如何在python中的数据框中快速生成二次数值特征？

Question

Using python and standard libraries I'd like to quickly generate interaction features for machine learning models (classifiers or regressors). 我想使用python和标准库为机器学习模型（分类器或回归器）快速生成交互功能。 Because feature engineering by hand can be time consuming I'm looking for standard python libraries and methods that can semi-automate some of the process. 因为手工进行功能设计可能很耗时，所以我在寻找可以半自动化某些过程的标准python库和方法。 For example, to generate quadratic features for analysis I have the following code: 例如，要生成用于分析的二次特征，我有以下代码：

import pandas as pd
import numpy as np

df = pd.DataFrame({'a': ['abc', 'def', 'ghi', 'kjl'],
                   'b': [2, 5, 7, 8],
                   'c': [1.2, 3, 4, 6]})
num_cols = [col for col in df.columns if df[col].dtype in [np.int64, np.float64]]
quadratic_cols = [tuple(sorted((i,j))) for i in num_cols for j in num_cols]
quad_col_pairs = list(set(quadratic_cols))

for col_pair in quad_col_pairs:
    col1, col2 = col_pair
    quadratic_col = '{}*{}'.format(*col_pair)
    df[quadratic_col] = df[col1] * df[col2]

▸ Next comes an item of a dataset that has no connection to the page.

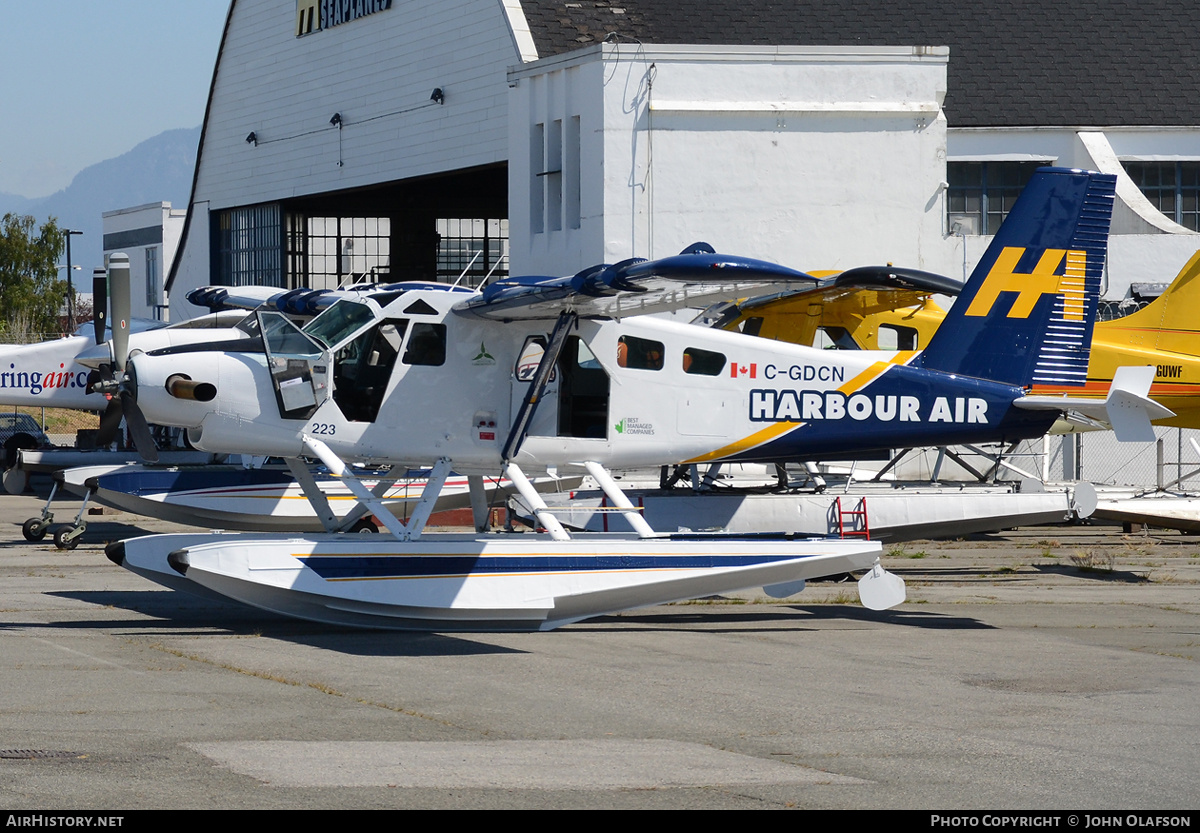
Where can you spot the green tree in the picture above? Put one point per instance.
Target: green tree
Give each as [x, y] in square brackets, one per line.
[30, 289]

I'd like to simplify this code because this kind of feature engineering should more standardized and quickly deployed. 我想简化此代码，因为这种功能工程应该更加标准化并且可以更快地部署。 It also falls short because it would require more lines of code to generate derived features from addition, subtraction, or division across the feature columns. 它也不够完善，因为需要更多的代码行才能通过对要素列进行加，减或除来生成派生要素。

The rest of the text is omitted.